One Response to All Art is Autobiographical

  1. jenny thornburg says:

    Anthony,
    I had to respond to your discourse on art. You quote Persig: “At present we are also snowed under with a lot of stylishness in the arts – thin art – because there’s very little assimilation or extension into underlying form.” In my Lit 438 class, Wallace Stevens poetry and the Lucretian Sublime, we discussed the idea of the ‘thing behind the thing.’ Picasso painted a portrait of Gertrude Stein, which people said looked nothing like her. Picasso’s response was–“It will.”

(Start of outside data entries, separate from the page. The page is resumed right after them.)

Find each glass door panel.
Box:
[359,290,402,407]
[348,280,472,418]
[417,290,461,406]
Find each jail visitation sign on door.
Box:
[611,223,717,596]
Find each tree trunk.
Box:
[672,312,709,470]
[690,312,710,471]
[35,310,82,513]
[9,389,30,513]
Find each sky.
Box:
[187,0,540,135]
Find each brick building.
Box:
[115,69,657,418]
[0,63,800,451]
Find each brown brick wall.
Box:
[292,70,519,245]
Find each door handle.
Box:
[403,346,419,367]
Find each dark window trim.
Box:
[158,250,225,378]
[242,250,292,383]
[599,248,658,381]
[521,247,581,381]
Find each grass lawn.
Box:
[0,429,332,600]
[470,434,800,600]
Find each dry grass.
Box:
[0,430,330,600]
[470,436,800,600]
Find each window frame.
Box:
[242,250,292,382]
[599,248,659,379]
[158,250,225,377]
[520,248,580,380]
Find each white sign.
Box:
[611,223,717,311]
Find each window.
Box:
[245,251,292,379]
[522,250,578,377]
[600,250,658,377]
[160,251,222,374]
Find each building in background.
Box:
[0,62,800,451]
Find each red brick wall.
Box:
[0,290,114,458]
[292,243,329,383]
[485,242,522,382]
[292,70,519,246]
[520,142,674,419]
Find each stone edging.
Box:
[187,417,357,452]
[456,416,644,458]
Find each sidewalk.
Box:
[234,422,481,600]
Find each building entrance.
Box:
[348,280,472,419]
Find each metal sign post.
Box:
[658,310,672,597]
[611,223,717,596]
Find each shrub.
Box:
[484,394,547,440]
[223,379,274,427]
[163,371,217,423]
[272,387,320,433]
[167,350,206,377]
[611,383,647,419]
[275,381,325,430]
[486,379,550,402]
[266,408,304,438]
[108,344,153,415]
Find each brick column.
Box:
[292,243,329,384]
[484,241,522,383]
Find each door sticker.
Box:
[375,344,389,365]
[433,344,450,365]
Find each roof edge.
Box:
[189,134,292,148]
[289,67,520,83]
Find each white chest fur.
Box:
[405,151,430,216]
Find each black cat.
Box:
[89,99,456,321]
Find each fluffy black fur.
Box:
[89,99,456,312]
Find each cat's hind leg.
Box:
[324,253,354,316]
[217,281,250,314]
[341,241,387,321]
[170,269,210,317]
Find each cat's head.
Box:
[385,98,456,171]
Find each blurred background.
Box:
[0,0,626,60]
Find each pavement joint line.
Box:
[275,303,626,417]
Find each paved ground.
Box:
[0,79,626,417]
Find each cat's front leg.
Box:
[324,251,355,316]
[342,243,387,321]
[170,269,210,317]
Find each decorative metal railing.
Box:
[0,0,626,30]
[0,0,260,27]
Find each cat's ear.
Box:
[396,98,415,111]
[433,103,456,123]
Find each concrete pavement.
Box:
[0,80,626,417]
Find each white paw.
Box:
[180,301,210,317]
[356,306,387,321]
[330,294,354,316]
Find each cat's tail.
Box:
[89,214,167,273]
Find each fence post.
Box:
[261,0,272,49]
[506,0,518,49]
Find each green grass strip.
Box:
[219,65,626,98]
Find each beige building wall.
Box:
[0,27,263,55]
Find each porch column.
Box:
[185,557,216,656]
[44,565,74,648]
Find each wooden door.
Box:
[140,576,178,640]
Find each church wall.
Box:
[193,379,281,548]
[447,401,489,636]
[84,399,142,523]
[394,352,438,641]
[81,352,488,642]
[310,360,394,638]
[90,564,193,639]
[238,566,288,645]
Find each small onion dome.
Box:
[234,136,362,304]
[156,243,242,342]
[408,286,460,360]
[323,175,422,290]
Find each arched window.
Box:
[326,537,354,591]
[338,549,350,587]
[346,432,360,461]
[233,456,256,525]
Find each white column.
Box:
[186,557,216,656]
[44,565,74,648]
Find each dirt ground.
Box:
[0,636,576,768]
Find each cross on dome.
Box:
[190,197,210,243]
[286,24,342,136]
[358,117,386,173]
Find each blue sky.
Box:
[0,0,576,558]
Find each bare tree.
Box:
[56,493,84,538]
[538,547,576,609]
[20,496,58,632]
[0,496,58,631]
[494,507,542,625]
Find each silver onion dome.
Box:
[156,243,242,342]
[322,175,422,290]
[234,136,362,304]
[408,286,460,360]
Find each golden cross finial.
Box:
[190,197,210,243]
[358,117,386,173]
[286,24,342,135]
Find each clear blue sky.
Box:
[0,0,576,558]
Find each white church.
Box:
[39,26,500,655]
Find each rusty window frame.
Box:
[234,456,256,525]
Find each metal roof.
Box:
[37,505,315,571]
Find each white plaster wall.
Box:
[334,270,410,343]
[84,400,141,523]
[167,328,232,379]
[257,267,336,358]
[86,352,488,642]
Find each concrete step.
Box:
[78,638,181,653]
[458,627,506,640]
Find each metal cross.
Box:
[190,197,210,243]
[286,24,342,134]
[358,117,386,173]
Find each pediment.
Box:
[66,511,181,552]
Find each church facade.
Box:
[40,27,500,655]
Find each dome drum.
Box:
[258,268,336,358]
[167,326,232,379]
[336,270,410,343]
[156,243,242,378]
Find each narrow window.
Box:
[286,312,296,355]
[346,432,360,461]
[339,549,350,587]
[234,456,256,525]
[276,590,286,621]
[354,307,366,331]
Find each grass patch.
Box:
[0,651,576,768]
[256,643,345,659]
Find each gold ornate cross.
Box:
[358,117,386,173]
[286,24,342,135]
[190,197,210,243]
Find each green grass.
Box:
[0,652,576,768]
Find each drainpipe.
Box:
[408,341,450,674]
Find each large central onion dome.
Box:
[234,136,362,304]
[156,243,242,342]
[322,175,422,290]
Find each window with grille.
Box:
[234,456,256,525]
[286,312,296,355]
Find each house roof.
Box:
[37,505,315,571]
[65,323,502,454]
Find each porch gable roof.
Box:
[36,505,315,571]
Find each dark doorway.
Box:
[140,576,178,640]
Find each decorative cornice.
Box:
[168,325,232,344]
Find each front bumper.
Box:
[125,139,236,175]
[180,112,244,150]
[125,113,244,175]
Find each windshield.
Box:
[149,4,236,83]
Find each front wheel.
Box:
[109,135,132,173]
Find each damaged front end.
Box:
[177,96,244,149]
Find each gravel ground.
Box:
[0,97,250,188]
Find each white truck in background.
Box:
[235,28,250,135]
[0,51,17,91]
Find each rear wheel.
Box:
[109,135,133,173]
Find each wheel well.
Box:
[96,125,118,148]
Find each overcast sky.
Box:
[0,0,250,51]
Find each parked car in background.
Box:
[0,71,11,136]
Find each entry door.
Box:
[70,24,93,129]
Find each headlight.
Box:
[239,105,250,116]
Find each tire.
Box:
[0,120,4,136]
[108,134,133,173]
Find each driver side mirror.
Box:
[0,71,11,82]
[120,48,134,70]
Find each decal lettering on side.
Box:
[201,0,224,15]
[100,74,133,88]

    The idea is that he was painting at a deeper level. He was painting not just an image, but all the things behind the scene that make up Gertrude Stein. That it didn’t look like her actual physical form, was irrelevant. Picasso may also have meant that in time, she would come to resemble the portrait, at least in public conception. Stevens makes a revealing statement in his poem, Postcard from A Volcano: “…and what we said of it became a part of what it is.” This loops back to the idea of social interaction, how identity is formed through social context. Shipka says texts can be landscapes, conversations. Then surely they can also be images, paintings. Which makes a strong case for the use of image in writing.
    When Persig claims, “The time for real reunification of art and technology is really long overdue,” I heartily agree.